Here is an excerpt from an article written by Gregg Bell. You can read the article in it's entirety (and I strongly suggest that you do) here. Here are the excerpts:
Winning - as in, right now, during the biggest week Washington women's basketball has had in a decade - isn't everything to Kevin McGuff.
Winning the right way, the way that will last far beyond this year or next, sure is.
Tuesday, two days before his rising but already thin Huskies (19-8, 11-5 Pac-12) host No. 4 Stanford (26-2, 15-1) with Washington's first NCAA tournament berth since 2007 in the balance, UW's second-year coach suspended three players for the game because they violated a team rule.
His team is trying to get to 12 conference wins for the first time since 2003. Yet he yanked Jazmine Davis, his leading scorer at 19.3 points per game and last season's all-Pac-12 guard and conference freshman of the year. He shelved 14-points, 8-rebounds-per game force Talia Walton, a three-time Pac-12 freshman of the week. And he took out redshirt freshman reserve Deborah Meeks. All will be in street clothes on the bench while their team scrambles to field a full lineup against a Cardinal power that has beaten UW 13 consecutive times and has reached five straight NCAA Final Fours.
He is in the second season of a five-year deal to turn the Huskies into what he turned Xavier into: a national power competing for Final Fours.
And he's bent on doing that the right way.
It's not just about winning games it's about how you run the program," he said. "We are still in year two, trying to establish a culture that I want, that I think will lead to even more winning in the future.
"It's a hard decision, obviously. This is a big week for us. It's tough, with the lack of depth that we have, to be down three people. But I think it's the right thing to do for them individually and for our program."
This is coaching at its finest and most fundamental.
Coaching at the college, high-school and youth levels is foremost about teaching. The best coaches teach, their players learn and grow.
Not just on the court, either.
"When you deal with young people it's more than, obviously, about just practices and trying to win games. It's about education and helping them grow," he said. "This is a moment, a really tough moment, but it's the right moment for what we need to be thinking long term. For what I need to be thinking long term."

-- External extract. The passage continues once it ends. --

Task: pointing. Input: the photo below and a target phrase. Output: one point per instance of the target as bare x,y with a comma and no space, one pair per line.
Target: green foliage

That - even more so than winning -- is what a coach should be about. Even if it means your team is down to seven available players to take on the toughest test it's faced all season.
Lorenzo Romar admires McGuff for what he is doing now.
"If you are going be one that instills discipline, if you are going to be one that creates an environment of consistent learning - which is what discipline is, it's teaching - then you have to be sure that you stand by rules that you put in place," Romar said.
"Before you let your team know of the rules that you have for it, you have to go over in your mind: Am I willing to do this and enforce this, regardless of the circumstances? So when you do that, you've made that decision that even if the No. 4 team comes in you are going to do it. There are some that just talk about it, and there are others who enforce it.
"So Kevin didn't make that decision this week. He made that decision when he got the job and he told them, `This is how it's going to be.' You have to admire him for that."